The question of Jewish “success” continues to be raised in the 1940s by Budd Schulberg in What Makes Sammy Run? (1941) and Saul Bellow in Dangling Man (1944). In 1951, Oscar Handlin, in The Uprooted, imagined a world in which the experience of the Jewish migrant—and Handlin was the son of Jewish migrants—posed the test case for the result of all imigrant experience, which was alienation: “the migrant’s alienation was more complete, more continuous, and more persistent. Understanding of the reactions in that exposed state may throw light on the problems of all those whom the modern world somehow uproots.”  Georg Simmel’s stranger, “the person who comes today and stays tomorrow,” was the prototype for American Jews, as the “migrants were American history,” according to Handlin. In 1950 the American-Jewish sociologist David Riesman published what came to be regarded as the definitive study of American conformity, The Lonely Crowd. What comes out of the “melting pot” seems not to be creativity but alienation. The Jew is the businessman destroyed by the system: Arthur Miller’s Willy Loman in Death of a Salesman (1949), not the composer of the new American symphony. Willy Loman is in no way explicitly “Jewish,” for the critique of the destructive forces of capital and competition has transformed the “Jewish” experience of the false promise of success into the American experience of failure.

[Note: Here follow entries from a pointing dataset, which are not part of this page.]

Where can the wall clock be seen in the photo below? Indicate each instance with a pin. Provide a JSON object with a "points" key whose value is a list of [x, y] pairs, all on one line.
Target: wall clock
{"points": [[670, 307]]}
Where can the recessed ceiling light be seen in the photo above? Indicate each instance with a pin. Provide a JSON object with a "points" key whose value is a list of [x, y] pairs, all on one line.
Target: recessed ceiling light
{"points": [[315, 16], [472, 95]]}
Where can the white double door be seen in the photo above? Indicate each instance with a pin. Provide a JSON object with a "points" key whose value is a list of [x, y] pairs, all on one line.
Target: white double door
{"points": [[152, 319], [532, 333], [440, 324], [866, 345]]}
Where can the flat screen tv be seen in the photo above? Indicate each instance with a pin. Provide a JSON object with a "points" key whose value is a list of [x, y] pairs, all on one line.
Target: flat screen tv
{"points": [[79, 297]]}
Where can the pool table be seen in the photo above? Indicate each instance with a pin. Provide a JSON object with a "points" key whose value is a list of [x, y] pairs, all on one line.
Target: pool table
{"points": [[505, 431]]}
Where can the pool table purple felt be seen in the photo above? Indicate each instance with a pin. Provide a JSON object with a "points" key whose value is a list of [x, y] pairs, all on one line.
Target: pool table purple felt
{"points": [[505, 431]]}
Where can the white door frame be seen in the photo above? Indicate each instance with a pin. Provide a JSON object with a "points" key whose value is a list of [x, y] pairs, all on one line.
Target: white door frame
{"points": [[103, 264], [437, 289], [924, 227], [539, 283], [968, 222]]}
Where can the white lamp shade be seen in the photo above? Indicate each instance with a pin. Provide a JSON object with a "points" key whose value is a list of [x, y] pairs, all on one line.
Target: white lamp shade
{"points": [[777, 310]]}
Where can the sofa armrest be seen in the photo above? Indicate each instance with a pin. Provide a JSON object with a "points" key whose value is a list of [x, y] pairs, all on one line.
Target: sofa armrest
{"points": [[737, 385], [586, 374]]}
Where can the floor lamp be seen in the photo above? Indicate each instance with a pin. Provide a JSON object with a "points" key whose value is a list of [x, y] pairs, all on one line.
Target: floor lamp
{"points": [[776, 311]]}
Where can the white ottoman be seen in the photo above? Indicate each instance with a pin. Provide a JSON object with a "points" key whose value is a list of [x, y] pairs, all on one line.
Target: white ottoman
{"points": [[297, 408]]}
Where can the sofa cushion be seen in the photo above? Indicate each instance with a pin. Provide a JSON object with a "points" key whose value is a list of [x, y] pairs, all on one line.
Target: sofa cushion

In 1959, Philip Roth published a collection of short stories that secured his reputation as perhaps the most radical critic of Jewish success, but with a twist. Goodbye, Columbus was an immediate “hit” in that it seemed to capture the conflicts of American Jewry (and other “ethnic” groups) in the era of good feeling that was the age of Eisenhower.  Roth, who claimed to be most influenced by his reading of Franz Kafka, presents a world in which transformation is by definition a failure of will and identity. Many of the stories of Goodbye,
Columbus are versions of Kafka’s tales of failed metamorphosis. The notion of the transformation of the “stranger” into the citizen is set in the title story when the protagonist, Neil Klugman (nomen est omen: the smart one), makes an ironic pass at the woman who fascinates him at the country club (see Francis). She asks him to hold her glasses while she dives into the pool. A poor boy from Newark working in a public library, Klugman is attracted to Brenda Patimkin, the nouveau riche daughter of a bathroom fixture manufacturer, as a sort of water sprite (see Waxman). She is perfect in every way. However, her perfection reveals itself on their first date—after she is finished playing tennis—to having been a constructed part of the world of Jewish transformation:

 “I don’t like to be up close, unless I’m sure she won’t return it.”
 “Why?”
 “My nose.”
 “What?”
 “What?”
“I had my nose fixed.”
“What was the matter with it?”
“It was bumpy.”
“A lot?”
“No,” she said, “I was pretty. Now I’m prettier. My brother’s having his fixed in the fall.”
“Does he want to be prettier?”
She didn’t answer . . .


This becomes an ironic motif in the tale—Neil constantly asks Brenda whether she wants to have something else “fixed”—Roth’s image of a supposedly malleable Jewish identity in 1959.